Longing, we say, because desire is full
of endless distances.”

20 February 2010

Out beyond ideas of wrongdoing and rightdoing,
there is a field. I'll meet you there.

When the soul lies down in that grass,
the world is too full to talk about.
Ideas, language, even the phrase "each other" doesn't make any sense.

                                                                   Rumi - 13th century

(Clinton Pottery, Utica Street, Clinton, New York)


seventeen hundreds.  flowers and water for children.  i couldnt read my own writing on the sheet laid down to show.  a red register and i think i stepped on the green paint.  forgive me.   housebones made from the woods about it, ankle deep in the snow he allows me to wander up close and down theres just so much to see.  come this summer and throw a pot, a cup, a bowl, something defined by the space it makes for something else.  come this summer and find yourself gently engaged in the matter of being Alive. 


 couldnt read my own writing, erudite doodle to fill the page, a blue field with oak trees did you see the star?  the sign of chalice well?  i critiqued his mithers handiwork and couldnt read my own pen on the page.  what i meant to say was how monsters and angels are one and the same, we are monsters and angels we are atomic and cruel, the impossibly sharp teeth obsolete in the skin of a red berry arranged on a plate.  the chocolate is gone i cannot eat it anymore the white bed duvet thrown back to morning standing before the window before the chair regarding the day the water running through.  

ankle deep in snow feeling like id been gone a long time.  effortless, or maybe its my total lack of social graces the little room upstairs window open to february evergreen thaw looking out on the wrought iron table and chairs looking out past times grit in the eye into something under the skin hes been throwing clay long as ive been alive.  are you you?  i stood there awhile in the toxic crimson particulate before i knocked on the inside of the door.  thank you.

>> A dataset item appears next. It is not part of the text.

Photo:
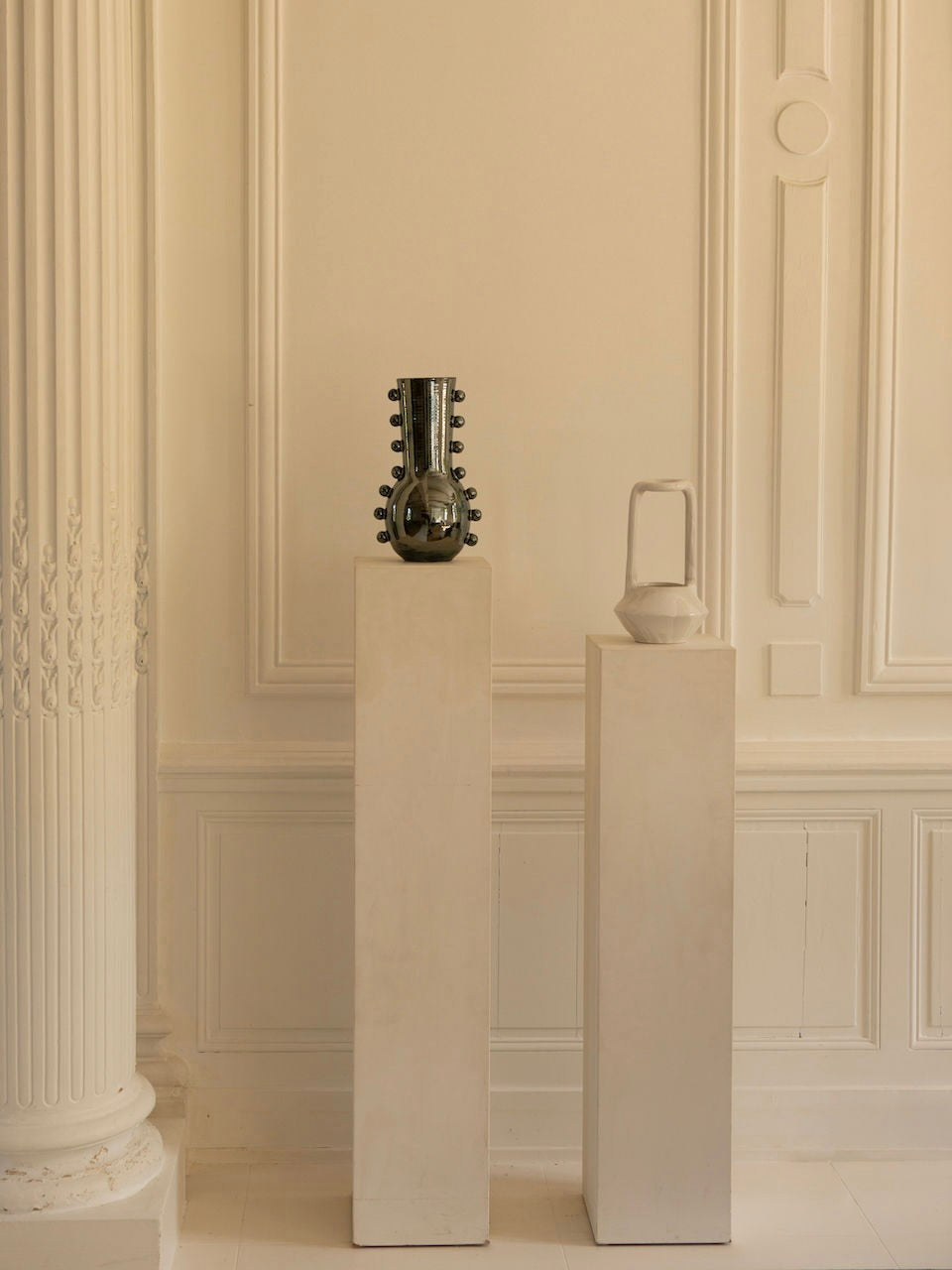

came home and had ty-phoo in the cup with soymilk and local honey, ate from the bowl with my silverhandled ebony chopsticks.  thought of the Beloved, underloved and overwhelmed, how i must be Too Much and Not Enough, like they all say i am.


is the baby here?  did she turn toward her mothers hand?  last night Solitary Circle to Call the Baby Down im still running on that Dark, that Light.  sometimes i think Dresden is easier to navigate alone, youre not distracted by the Others distress, you get farther.  but if the object is Reunion, why would Together be a second choice?  without the Boon the words come plain, but they come at all and i am grateful.

 pledges have been made but in my broken heart i doubt them.
forgive me.

1 comment:

  1. “There is nothing more dreadful than the habit of doubt. Doubt separates people. It is a poison that disintegrates friendships and breaks up pleasant relations. It is a thorn that irritates and hurts; it is a sword that kills.”


    forgive me.


Blessed Be.

"And if the question were asked: What is more real, the mundane or the sublime? most would hesitate before they gave an answer. On the one side, details: say, the aftermath of a breakfast, dirty chipped plates in the sink, their rims encrusted with egg yolk. Against this, the unnameable: small aching heart with boasts, what can you know? Outside the cage of everything we ever heard or saw, beyond, outside, above, there lies the real, hiding as long as we shall live, there stretch and trail the millions of names of God burning across the eons. When all through this our end will come before we even know the names of us.

For many the egg yolk prevails." -L.M.

"Love many things, for therein lies the true strength, and whosoever loves much performs much, and can accomplish much, and what is done in love is done well."

"The perfection of the Absolute where all Becoming stops and pure Being, immutable, timeless, unchanging, hangs forever like a ripe peach upon the bough." -E.A.

"...and the whole incident was incredibly frazzling and angst-rod and filled almost a whole mead notebook and is here recounted in only its barest psycho-skeletal outline." -D.F.W.

"At the top of the mountain, we are all snow leopards." -H.S.T.

"Only when we are no longer afraid do we begin to live." -D.T.
"Cometh a voice: My children, hear; From the crowded street and the close-packed mart I call you back with my message clear, back to my lap and my loving heart. Long have ye left me, journeying on by range and river and grassy plain, to the teeming towns where the rest have gone - come back, come back to my arms again. So shall ye lose the foolish needs that gnaw your souls; and my touch shall serve to heal the fretted nerve. Treading the turf that ye once loved well, instead of the stones of the city's street, ye shall hear nor din nor drunken yell, but the wind that croons in the ripening wheat. I that am old have seen long since ruin of palaces made with hands for the soldier-king and the priest and prince whose cities crumble in desert sands. But still the furrow in many a clime yields softly under the ploughman's feet; still there is seeding and harvest time, and the wind still croons in the ripening wheat. The works of man are but little worth; for a time they stand, for a space endure; but turn once more to your mother - Earth, my gifts are gracious, my works are sure. Instead of the strife and pain I give you peace, with its blessing sweet. Come back, come back to my arms again, for the wind still croons in the ripening wheat."